Q35 of 37 · API testing

How do you handle backwards-compatible API changes that require client coordination?

API testingSeniorapibackwards-compatibilitydeprecationprocesssenior

Short answer

Short answer: Treat the API change as one of three deploy phases: add new (non-breaking, server-only), migrate clients (rolling, both old and new contracts work), remove old (after telemetry confirms no callers). Tests cover both shapes during the transition. Telemetry on the deprecated endpoint drives the removal date.

Detail

"Backwards-compatible" still requires careful staging. The deploy contract:

Phase 1 — Add new shape, keep old working. Server-side change only. New field added to response, new endpoint added, new field accepted on input. Old clients see no difference; new clients can opt in.

Tests:

  • Existing tests for the old shape still pass (backwards compat).
  • New tests cover the new shape.
  • Both shapes get hit in CI.
test('GET /users returns legacy fields', async () => {
  const res = await request.get('/users/42');
  const body = await res.json();
  expect(body.first_name).toBeDefined();    // legacy
  expect(body.firstName).toBeDefined();     // new
});

Phase 2 — Migrate clients.

  • Update each consumer (web, mobile, partner) to use the new shape.
  • Mark the old fields as deprecated in the schema and add response headers signalling deprecation.
  • Track usage of the old shape via telemetry per caller (X-Caller-Id or auth-derived).

This is where most "backwards compat" plans fail: the old shape lingers for years because nobody chases the last few callers. Tag deprecated fields and make a list of remaining callers visible.

Phase 3 — Remove old shape. Only when telemetry shows zero callers for N weeks. Communicate the change, give a final notice, then remove.

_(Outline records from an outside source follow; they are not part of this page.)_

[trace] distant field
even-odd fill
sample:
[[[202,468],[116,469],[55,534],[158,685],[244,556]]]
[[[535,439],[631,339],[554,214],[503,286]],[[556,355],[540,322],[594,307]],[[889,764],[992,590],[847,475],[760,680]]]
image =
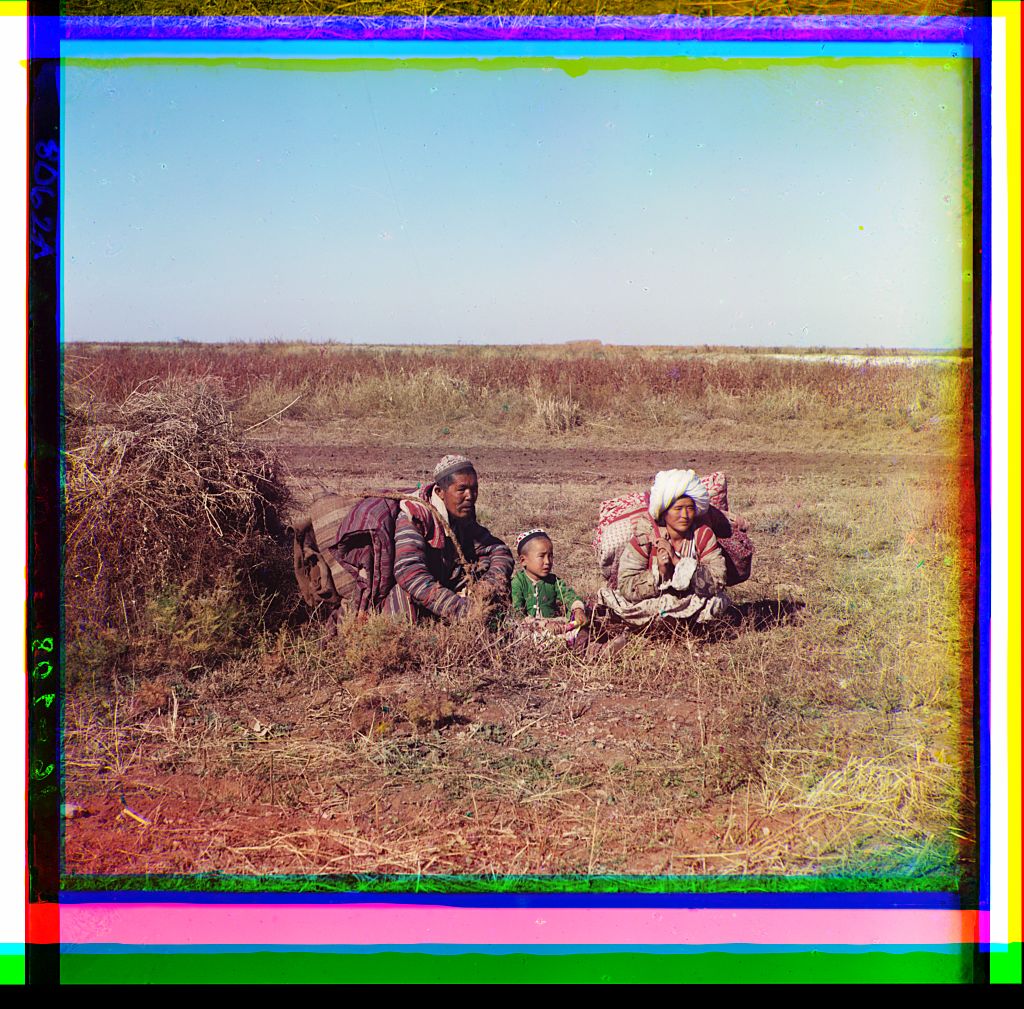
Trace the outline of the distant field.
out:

// Test that should fail until phase 3 ships
test('legacy first_name is removed', async () => {
  const res = await request.get('/users/42');
  const body = await res.json();
  expect(body.first_name).toBeUndefined();
});

The cross-team coordination:

  • Engineering: feature flag the new shape; phase the rollout.
  • QA: tests for both shapes during transition; clearly tagged.
  • Customer success / DevRel: communications to public API customers.
  • Product: deadlines for each phase, including a hard "we will remove on date X."

Test strategy specifics:

  • Both-shapes tests during phase 1-2. Unify into one test using expect.objectContaining to cover both:
expect(body).toEqual(expect.objectContaining({
  first_name: expect.any(String),
  firstName: expect.any(String),
}));
  • Removal tests queued (skipped) until phase 3 lands:
test.skip('legacy fields removed (queued for phase 3)', ...);
  • Telemetry assertions: a test that pings the analytics API and asserts "zero callers in the last 30 days" before phase 3 unlocks.

Anti-patterns:

  • Skipping phase 2 — the old shape never gets removed and the API surface area grows.
  • Telling customers "deprecated, removing soon" without a date — nobody acts until the deadline.
  • Tests that quietly cover only the new shape — you lose the regression on backwards compatibility before phase 2 finishes.

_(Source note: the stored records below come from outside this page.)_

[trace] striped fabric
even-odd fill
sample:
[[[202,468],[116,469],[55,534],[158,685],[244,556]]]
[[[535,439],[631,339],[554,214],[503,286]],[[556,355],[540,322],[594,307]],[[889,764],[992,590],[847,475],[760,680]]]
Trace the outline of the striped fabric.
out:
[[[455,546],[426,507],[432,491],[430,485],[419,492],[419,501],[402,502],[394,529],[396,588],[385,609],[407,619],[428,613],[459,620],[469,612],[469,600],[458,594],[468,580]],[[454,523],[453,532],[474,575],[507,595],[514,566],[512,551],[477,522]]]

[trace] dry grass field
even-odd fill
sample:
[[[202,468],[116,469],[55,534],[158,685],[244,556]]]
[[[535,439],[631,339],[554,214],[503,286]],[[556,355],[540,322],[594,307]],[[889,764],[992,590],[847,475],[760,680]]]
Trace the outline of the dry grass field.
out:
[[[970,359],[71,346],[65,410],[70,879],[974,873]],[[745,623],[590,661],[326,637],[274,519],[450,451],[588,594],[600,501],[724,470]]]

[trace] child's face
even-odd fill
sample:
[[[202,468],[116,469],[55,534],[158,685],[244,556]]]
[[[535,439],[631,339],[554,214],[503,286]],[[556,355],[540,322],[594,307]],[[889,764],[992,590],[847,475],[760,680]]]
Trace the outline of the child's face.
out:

The senior signal: thinking in deploy phases, treating telemetry as the gate to phase 3, and explicit cross-team coordination beyond writing tests.

// WHAT INTERVIEWERS LOOK FOR

Three-phase mental model (add, migrate, remove), telemetry-driven removal, both-shapes tests during transition, and cross-team awareness — the work goes beyond writing tests.

// COMMON PITFALL

Adding the new shape and forgetting to remove the old. The 'backwards compatible' becomes 'two shapes forever,' and the surface doubles.